The problem is that if I or any of the other tens of millions of PAYE taxpayers try to do that, the authorities come knocking. That is why, when many of us look at the likes of Google and, to be fair, many other wealthy companies, it can look like for them paying tax is an optional extra.
However, with giant companies it is a bit more complicated than that. They are taking part in perfectly legal tax avoidance schemes, have a small army of consultants and lawyers to advise them, and a war chest for court cases that rivals that of many governments.
They are also normally multinationals, which gives them one great advantage that most of us will never have, they can play one country and its tax system off against other countries and their tax rules.
But even multinationals are not immune to the attentions of the tax collectors, and they are certainly not immune to the bad publicity that tends to result when the media discover just how little they are paying in tax and how some of the schemes they use actually work.
That helps explain why Google has decided to negotiate a deal with the British government and pay £130m in tax.
But while nearly everyone will welcome the idea that huge firms should pay tax, not everyone thinks that cutting deals is the best way of going about it.
Google's payment of £130m covers the past 10 years and means it has effectively paid £13m a year in tax. But many critics believe that this is a very low tax rate overall, "in the low single digits" according to Prem Sikka, Professor of Accountancy at Essex University, given the huge amount of business that Google does in the UK.
It might, they believe, have a deterrent effect if instead HMRC took on some of these companies in the courts and won a victory that would bring in more money not just from them but from every other company that was thinking of using a similar scheme.
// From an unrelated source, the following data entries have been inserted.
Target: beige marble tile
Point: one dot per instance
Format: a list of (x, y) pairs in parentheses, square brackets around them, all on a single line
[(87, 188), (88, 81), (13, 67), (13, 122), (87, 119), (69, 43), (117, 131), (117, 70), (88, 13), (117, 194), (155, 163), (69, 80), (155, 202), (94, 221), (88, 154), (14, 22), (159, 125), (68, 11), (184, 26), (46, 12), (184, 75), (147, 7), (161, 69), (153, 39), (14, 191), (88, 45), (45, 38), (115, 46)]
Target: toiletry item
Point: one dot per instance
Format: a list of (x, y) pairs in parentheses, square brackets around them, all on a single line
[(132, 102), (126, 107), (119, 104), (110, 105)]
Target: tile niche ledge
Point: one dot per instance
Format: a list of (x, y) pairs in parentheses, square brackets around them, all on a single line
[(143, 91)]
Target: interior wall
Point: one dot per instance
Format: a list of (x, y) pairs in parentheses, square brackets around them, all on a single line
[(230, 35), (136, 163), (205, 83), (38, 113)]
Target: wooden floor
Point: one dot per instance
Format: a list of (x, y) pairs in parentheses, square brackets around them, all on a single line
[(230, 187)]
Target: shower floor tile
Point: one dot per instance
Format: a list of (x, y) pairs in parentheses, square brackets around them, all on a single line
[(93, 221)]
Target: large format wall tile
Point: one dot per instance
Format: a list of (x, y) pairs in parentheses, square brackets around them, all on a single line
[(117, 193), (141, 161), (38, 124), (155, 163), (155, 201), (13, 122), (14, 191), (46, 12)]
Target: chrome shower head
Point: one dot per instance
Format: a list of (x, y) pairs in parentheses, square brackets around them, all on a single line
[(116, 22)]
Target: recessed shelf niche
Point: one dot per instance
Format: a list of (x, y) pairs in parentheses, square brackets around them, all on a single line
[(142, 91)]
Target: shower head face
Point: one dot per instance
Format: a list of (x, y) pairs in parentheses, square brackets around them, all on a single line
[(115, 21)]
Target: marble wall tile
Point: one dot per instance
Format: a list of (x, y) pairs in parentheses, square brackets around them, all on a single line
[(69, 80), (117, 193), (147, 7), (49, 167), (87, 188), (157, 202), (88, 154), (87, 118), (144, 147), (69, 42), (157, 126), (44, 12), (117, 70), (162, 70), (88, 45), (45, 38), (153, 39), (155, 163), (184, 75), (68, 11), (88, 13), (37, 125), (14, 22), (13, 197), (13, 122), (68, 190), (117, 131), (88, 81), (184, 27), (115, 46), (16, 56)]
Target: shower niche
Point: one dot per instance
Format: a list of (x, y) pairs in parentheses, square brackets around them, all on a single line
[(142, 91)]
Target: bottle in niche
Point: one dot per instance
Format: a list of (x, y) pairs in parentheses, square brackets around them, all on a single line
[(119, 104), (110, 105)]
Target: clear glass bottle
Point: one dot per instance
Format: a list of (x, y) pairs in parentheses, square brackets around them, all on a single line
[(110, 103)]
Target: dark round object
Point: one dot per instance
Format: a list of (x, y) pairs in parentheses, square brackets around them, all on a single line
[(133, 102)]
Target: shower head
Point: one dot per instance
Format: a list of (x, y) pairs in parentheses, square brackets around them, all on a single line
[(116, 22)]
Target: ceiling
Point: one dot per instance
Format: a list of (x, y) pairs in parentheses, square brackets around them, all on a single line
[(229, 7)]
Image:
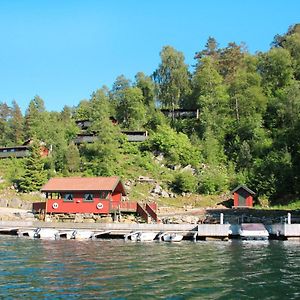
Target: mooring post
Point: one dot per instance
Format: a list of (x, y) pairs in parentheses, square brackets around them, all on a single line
[(221, 218), (289, 218), (195, 236)]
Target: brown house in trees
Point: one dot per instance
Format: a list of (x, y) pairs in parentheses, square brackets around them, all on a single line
[(242, 196)]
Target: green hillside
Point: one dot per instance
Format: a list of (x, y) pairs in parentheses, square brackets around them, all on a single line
[(244, 129)]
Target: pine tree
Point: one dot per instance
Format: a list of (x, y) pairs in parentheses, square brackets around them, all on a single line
[(35, 175)]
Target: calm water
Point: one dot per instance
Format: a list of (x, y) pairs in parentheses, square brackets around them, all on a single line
[(114, 269)]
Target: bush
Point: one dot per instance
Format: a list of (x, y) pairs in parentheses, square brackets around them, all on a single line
[(213, 180), (184, 182)]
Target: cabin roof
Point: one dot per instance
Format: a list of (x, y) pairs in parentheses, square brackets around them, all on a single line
[(243, 187), (84, 184)]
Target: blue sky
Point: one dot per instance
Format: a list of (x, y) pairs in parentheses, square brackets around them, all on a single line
[(64, 50)]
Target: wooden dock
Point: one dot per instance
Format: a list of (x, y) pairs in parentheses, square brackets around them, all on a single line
[(120, 230)]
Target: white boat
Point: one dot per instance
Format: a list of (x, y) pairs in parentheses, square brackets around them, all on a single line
[(46, 233), (172, 237), (141, 236), (29, 233), (66, 234), (83, 234), (146, 236), (253, 231)]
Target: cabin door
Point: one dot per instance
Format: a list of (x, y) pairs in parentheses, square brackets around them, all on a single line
[(242, 200)]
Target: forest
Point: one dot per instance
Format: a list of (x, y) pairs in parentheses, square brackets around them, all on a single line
[(248, 130)]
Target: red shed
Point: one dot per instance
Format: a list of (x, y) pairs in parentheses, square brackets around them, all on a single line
[(98, 195), (242, 196)]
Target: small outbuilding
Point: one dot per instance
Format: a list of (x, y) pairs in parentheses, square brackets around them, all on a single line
[(99, 195), (242, 196)]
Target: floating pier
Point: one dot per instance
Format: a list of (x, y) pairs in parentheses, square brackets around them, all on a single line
[(121, 230)]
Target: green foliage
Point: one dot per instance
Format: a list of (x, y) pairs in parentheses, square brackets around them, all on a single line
[(185, 182), (247, 130), (172, 78), (213, 180), (34, 176), (176, 147)]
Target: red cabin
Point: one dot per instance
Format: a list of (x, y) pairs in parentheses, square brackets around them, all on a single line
[(98, 195), (242, 196)]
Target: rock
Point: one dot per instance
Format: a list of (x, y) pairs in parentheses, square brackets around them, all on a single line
[(15, 203), (165, 194), (3, 203), (157, 189), (79, 218)]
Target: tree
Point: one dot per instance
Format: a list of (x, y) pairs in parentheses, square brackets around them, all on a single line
[(4, 116), (36, 122), (230, 60), (210, 97), (72, 158), (210, 50), (276, 70), (131, 112), (172, 78), (147, 86), (35, 175), (16, 124), (101, 157)]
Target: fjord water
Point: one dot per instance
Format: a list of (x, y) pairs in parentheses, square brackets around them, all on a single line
[(114, 269)]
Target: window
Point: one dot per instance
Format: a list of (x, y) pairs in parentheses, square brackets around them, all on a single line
[(104, 194), (68, 198), (88, 198)]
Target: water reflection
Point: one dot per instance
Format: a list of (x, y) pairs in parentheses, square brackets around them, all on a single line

But Chas Roy-Chowdhury, head of taxation at the Association of Chartered Certified Accountants, says if HMRC thought they could have "won a quick victory they would have done it" and that they will have done a "cost-benefit thing. They will have done the sums they might get in a court case... they probably think this is a good deal."
For HMRC this is an appallingly difficult call. Court cases involving international tax law are very complicated, very long and very, very expensive. And after all that time and expense HMRC might well lose, having spent a small fortune of taxpayers' money and deterred no-one.
This is why many believe negotiating tax payments from big companies makes sense. After all sometimes, a bird in the hand is worth two in the bush.